I didn’t believe I needed support. I was very set on turning down help and always doing it *on my own*. I believed that spilling out my emotions to others and asking them for help was placing an undue burden on them. (Even though I was happy to do it for others. Makes total sense, right?)

I didn’t truly love myself, which in turn made it really hard for me to experience and receive true love from anyone outside of my family. I also never let guys know I was interested because I believed that the risk of those feelings not being mutual wasn’t worth it. That I would look like an idiot and a fool for ever thinking that someone might like me back.

But all of this has slowly shifted in me in recent years.

Now I share openly. I have honest, raw, and difficult conversations with others and myself about how I’m feeling, things that are happening, and/or what needs to change.

I push myself to get creative and step out of my comfort zone of what I know I can do well and try things I suck at and know nothing about. Things that others might not *get* or approve of.

Now I remind myself that support isn’t only ‘nice to have’ – it is a must-have, in whatever form it comes in. I know that the people who care about me want to know the truth of how I’m doing and feeling. Not that I’m just ‘fine’ (in the knee-jerk monotone, sorta sad and numbing response) or ‘good’ (in the super-high-pitched tone because if I was to speak the truth and use my normal tone of voice, I’d probably start to cry) or ‘busy’ (in the annoyed tone as if someone filled my calendar for me and I had no say in it).

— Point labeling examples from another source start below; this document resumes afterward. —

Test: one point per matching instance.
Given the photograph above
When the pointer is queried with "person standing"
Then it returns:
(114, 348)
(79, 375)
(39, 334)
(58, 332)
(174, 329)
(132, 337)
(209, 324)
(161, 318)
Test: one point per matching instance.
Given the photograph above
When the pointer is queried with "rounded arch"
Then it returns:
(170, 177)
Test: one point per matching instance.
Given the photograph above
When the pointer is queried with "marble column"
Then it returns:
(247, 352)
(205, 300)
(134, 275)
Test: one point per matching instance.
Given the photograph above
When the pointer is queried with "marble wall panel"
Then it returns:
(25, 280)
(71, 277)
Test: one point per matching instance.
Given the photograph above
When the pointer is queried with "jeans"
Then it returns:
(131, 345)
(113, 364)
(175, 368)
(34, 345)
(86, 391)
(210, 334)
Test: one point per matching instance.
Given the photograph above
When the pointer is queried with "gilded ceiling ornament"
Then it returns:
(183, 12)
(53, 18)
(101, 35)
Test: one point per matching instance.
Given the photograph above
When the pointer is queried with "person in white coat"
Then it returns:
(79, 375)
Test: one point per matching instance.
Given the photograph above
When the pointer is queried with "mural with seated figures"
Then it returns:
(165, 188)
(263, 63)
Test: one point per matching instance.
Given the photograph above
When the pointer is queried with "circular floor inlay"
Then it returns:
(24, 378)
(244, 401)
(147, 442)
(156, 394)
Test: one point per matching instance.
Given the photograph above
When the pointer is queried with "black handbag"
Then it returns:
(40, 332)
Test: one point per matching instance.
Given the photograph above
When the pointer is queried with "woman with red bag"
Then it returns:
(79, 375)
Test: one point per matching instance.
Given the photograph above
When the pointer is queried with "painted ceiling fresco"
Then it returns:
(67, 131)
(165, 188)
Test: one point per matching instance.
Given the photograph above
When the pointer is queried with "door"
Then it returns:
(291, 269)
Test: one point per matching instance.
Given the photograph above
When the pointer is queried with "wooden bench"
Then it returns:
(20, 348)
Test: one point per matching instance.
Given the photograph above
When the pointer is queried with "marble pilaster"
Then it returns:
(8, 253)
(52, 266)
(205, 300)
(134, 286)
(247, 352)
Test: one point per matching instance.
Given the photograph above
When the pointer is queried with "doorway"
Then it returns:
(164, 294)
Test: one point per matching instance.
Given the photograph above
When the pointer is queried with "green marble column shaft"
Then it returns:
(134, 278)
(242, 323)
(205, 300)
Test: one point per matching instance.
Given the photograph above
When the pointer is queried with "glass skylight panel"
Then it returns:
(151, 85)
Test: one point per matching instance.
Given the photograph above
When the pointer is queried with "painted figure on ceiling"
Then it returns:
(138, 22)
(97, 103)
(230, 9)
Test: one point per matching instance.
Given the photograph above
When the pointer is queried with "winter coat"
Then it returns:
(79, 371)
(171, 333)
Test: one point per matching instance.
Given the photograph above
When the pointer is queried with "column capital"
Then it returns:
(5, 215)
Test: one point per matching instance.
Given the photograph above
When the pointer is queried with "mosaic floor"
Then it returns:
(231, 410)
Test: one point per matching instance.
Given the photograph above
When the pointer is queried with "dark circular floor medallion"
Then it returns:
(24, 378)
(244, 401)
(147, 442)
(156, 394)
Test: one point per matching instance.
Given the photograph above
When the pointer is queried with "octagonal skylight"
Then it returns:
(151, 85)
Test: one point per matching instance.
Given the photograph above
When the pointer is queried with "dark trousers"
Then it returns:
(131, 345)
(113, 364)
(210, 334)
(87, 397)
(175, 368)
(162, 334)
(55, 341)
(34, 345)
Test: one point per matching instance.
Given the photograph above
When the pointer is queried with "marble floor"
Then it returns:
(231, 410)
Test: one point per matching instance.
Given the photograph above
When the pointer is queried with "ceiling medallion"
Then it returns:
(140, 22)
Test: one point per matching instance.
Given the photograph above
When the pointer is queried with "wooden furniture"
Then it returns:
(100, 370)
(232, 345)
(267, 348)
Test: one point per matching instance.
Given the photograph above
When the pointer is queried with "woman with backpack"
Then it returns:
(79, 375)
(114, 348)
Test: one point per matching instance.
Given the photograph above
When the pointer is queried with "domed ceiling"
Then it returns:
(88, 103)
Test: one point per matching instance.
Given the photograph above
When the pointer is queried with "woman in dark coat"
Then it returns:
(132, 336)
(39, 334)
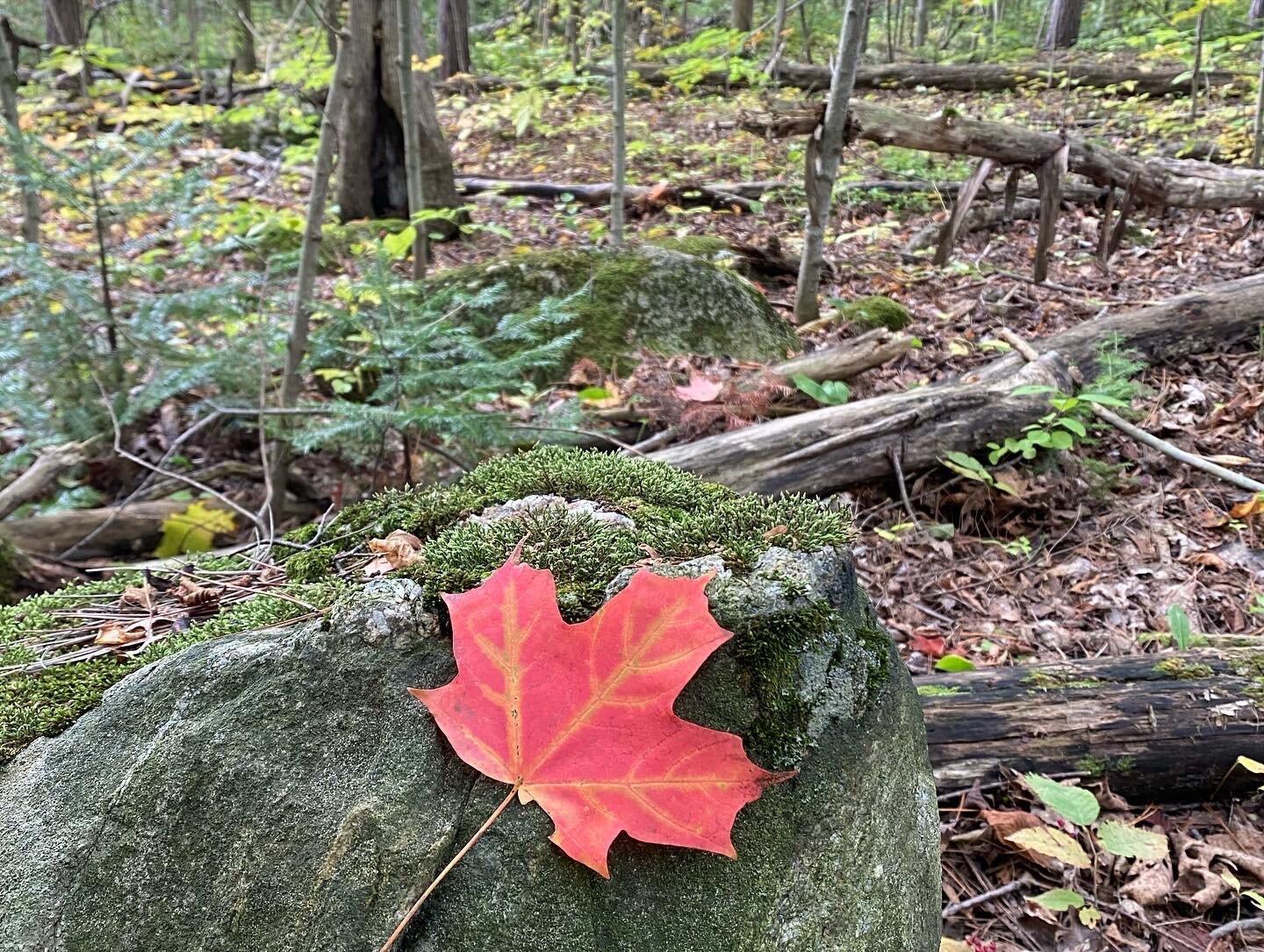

Now I TRULY love and accept myself. Which in turn has also been an amazing way to learn how to open myself up to receiving love from those around me, believing I deserve it.

And one of the biggest pieces in this journey for me has been my relationship with this man. He stands steadily by me, accepting every last part of me, even the parts I’ve found challenging to accept (Especially at the times when I feel like I probably wouldn’t even do that for me…)

So all this is to say, find your support system and use your relationships with those people to help yourself grow. It does not necessarily have to be a romantic relationship. And it’s most likely not just one person.

But find those people who stand by your side through some seriously painful SHIT and bawling your eyes out or screaming in rage…and still love you at the end. The people who will cheer you on regardless of what you’re doing but because YOU’RE doing it.

In any type of relationship (work, friends, lovers, family, etc.), it can be easy to get frustrated with these people and blame your challenges and suffering on them. I know I used to do it. However, the minute I stopped pointing the finger outward and started looking inside, I grew much more as a person and understood the sources of my pain much more clearly.

To be clear, I know people sometimes do really mean and messed-up things. So looking in isn’t so much about *blaming* yourself for everything, it includes addressing challenges that trigger you as well as knowing when someone no longer needs to be a part of your inner circle. Because by looking in, you were able to realize you’re holding onto a ship that sailed off long ago and no longer serves you, not that this particular fight or wrong-doing is really the problem.

Re-read this a few times to let it sink in. Your relationships can help you grow; it’s a choice.